Tribune News Service
Amritsar, April 2
Independent People’s Tribunal (IPT), a platform established by various human rights organisations, advocated the setting up of an “independent truth commission” to consider cases of extra-judicial executions and forced disappearances.
The tribunal wrapped up its two-day hearing of the victim families who lost their dear ones during the militancy period in Punjab.
An expert panel comprising former Supreme Court judge Justice AK Ganguly; Soni Sori, human rights activist, Chhattisgarh; Colin Gonsalves, senior advocate; Babloo Loitongbam, activist, Manipur; Paramjit Kaur Khalra, Khalra Mission Organisation; Kavita Srivastava from Rajasthan; Tapan Bose, secretary general, South Asia Forum for Human Rights; and Parveena Ahangar, Association of Parents of Disappeared Persons, Kashmir; observed that the attendance of over 700 people showed how important this issue was to the victims and people of Punjab.
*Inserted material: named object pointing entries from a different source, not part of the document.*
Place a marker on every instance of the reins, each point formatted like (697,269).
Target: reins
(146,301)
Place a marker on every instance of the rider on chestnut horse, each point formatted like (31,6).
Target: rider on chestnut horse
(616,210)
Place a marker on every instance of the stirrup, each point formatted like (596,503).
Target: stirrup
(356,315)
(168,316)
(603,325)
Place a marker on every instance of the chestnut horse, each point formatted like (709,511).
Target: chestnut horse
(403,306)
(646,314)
The killings exposed in Jaswant Singh Khalra’s “mass cremation case” as well as thousands of other cases across Punjab, needed to be properly and independently examined, it maintained.
The panel stated that the entire country was witnessing such atrocities on a wide scale and needed the same processes of truth, justice, reparation and non-repetition. The present conflicts and brutalities in other states showed that the lessons were not learnt from Punjab, it observed.